Bildergebnis für wiesbaden anna nicole
Elissa Huber als „Anna Nicole“. Foto: Karl und Monika Forster

Wiesbaden Staatstheater, Turnage: Anna Nicole Vorstellung am 21.2.2020

 Marc-Anthony Turnage´s Oper Anna Nicole, die den Lebensweg des amerikanischen Busenwunders Anna Nicole Smith nachzeichnet, ist vor fünf Jahren in London am Royal Opera House mit großem Erfolg uraufgeführt worden.

Auch in Deutschland findet das Werk Anklang und Wiesbadens Staatstheaters brachte soeben eine gelungene Neuproduktion heraus.

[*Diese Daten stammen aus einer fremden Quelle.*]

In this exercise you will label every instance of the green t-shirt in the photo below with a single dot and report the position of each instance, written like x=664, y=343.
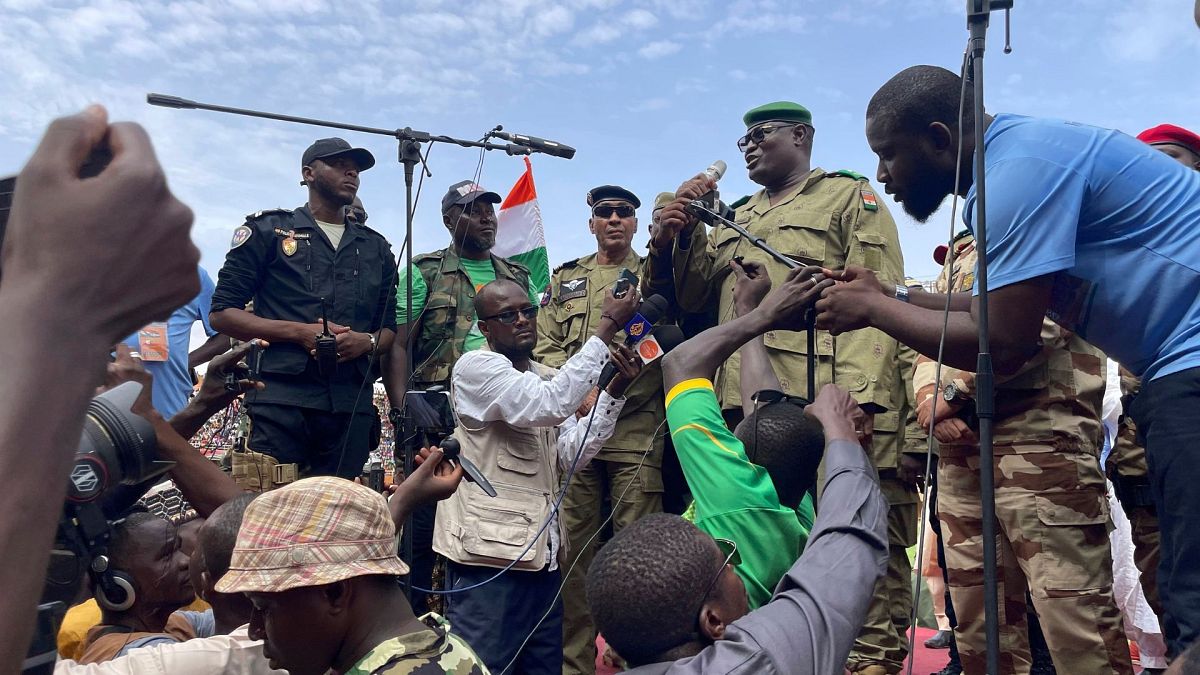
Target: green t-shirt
x=735, y=499
x=479, y=272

BERND MOTTL setzt als Regisseur auf eine Pointierung des amerikanischen Traums. Die Möglichkeit, vom Nobody zum Star zu werden, ist mit keiner anderen Nation so verknüpft. Und er macht dies in Form einer Nummernrevue, die vor den Augen der gesamten Öffentlichkeit stattfindet. Der äußert präsente Chor , phantasievoll angekleidet von Kostüm- und Bühnenbildner FRIEDRICH EGGERT, stellt die heterogene Gesellschaft Amerikas dar, mutiert auch zur mannigfaltigen Freiheitsstatue und befeuert rhythmisch und choreografisch (Choreographie: MYRIAM LIFKA) das Geschehen der Protagonisten. Einzelne Figuren treten von der Tribüne ins Spiel. Mit vielen Details und frechem Witz gelingt es der Inszenierung, den rasanten Aufstieg und ebenso rasanten Fall einer eigentlich durchschnittlichen Amerikanerin zu zeigen, die, um Karriere zu machen, eben künstliche Busen (DD) braucht und mit reichen älteren Männern schlafen muss oder auch bereitwillig will. Da sie nicht wirkliche nachhaltige Qualitäten besitzt, beginnt ihr Verfall durch Drogen und Alkoholexzesse befördert rasch und beendet ihr Leben noch in ihren Dreißigern.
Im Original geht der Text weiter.